H44C-04
Modeling Hydrological Processes with a Fully-Coupled Atmospheric-Hydrological Modeling System for the Poyang Lake Basin, China

Thursday, 17 December 2015: 16:45
3020 (Moscone West)
Sven Wagner1, Benjamin Fersch1, Zhongbo Yu2, Fei Yuan3 and Harald Kunstmann4, (1)Karlsruhe Inst. of Technology, Garmisch-Partenkirch, Germany, (2)University of Nevada Las Vegas, Las Vegas, NV, United States, (3)Hohai University, State Key Laboratory of Hydrology, Water Resources and Hydraulic Engineering, Nanjing, China, (4)Karlsruhe Institute of Technology, Karlsruhe, Germany
Abstract:
For a rational quantification of past, current and future water availability, the feedback mechanisms among atmosphere, land surface and subsurface play a crucial role. Investigations of these feedback mechanisms require coupled atmospheric-hydrological modeling systems. Investigations of climate and land use changes on the regional water balance require model systems, which describe the feedback mechanisms between groundwater-, soil moisture dynamics and precipitation and which allow long-term simulations for climate-relevant scales. We have developed such a fully-coupled, meso-scale modeling system extending the atmospheric model WRF-ARW with the hydrological model HMS, which includes lateral water fluxes at the land surface and subsurface. In addition, two-way interaction between the saturated and the unsaturated zone is implemented by replacing the free drainage bottom boundary of the Noah Land Surface Model (LSM) with two approaches, a Fixed-head boundary condition assuming an equilibrium soil moisture distribution or a Darcy-flux at the boundary assuming a quasi-steady-state moisture profile below the LSM. The computational demand of this coupled model system allows long-term simulations.

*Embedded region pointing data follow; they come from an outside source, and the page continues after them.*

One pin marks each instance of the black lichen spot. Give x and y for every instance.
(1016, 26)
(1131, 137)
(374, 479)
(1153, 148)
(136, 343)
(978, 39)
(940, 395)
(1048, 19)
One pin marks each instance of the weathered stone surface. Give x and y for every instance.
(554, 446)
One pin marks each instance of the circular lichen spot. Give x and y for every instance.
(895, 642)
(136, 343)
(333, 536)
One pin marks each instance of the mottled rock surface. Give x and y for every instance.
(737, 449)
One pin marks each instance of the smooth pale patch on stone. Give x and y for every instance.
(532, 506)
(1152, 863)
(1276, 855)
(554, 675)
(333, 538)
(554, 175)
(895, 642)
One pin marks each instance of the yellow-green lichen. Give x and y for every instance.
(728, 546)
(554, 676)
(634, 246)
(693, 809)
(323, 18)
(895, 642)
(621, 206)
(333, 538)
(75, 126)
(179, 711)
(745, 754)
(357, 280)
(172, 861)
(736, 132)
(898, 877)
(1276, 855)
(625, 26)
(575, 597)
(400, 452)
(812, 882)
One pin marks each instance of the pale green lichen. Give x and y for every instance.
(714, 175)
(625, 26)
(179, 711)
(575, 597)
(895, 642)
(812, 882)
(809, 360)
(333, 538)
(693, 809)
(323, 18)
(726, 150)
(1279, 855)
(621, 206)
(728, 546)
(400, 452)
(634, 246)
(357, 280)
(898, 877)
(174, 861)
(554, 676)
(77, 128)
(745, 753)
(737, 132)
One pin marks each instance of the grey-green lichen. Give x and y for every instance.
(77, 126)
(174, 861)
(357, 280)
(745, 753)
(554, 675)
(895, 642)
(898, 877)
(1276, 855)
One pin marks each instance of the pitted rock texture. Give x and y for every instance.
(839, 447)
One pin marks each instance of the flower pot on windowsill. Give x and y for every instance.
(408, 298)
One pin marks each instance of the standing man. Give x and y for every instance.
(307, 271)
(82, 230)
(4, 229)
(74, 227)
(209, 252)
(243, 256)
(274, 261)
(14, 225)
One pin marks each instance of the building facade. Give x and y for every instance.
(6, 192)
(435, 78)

The first application of the fully-coupled modeling system is for the Poyang Lake basin (160,000 km²) in South China for the years 1979-1986. The performance of fully-coupled simulations requires first rational setups of WRF and HMS. For WRF, a double-nesting approach is applied covering East Asia at 30 km resolution and the Poyang Lake basin at 10 km using ERA Interim data as global forcing. HMS simulations are performed on the 10 km grid. Simulation results are validated against CRU, GPCC, APHRODITE, CPC, GLEAM and streamflow observations. The performance of stand-alone WRF, HMS and the fully coupled simulations are shown. Furthermore, the impact of groundwater coupling on soil moisture, evapotranspiration, temperature and precipitation is investigated. The potential of the fully coupled model system, which closes the regional water balance, to investigate hydro-meteorological flux responses at basin scale is presented.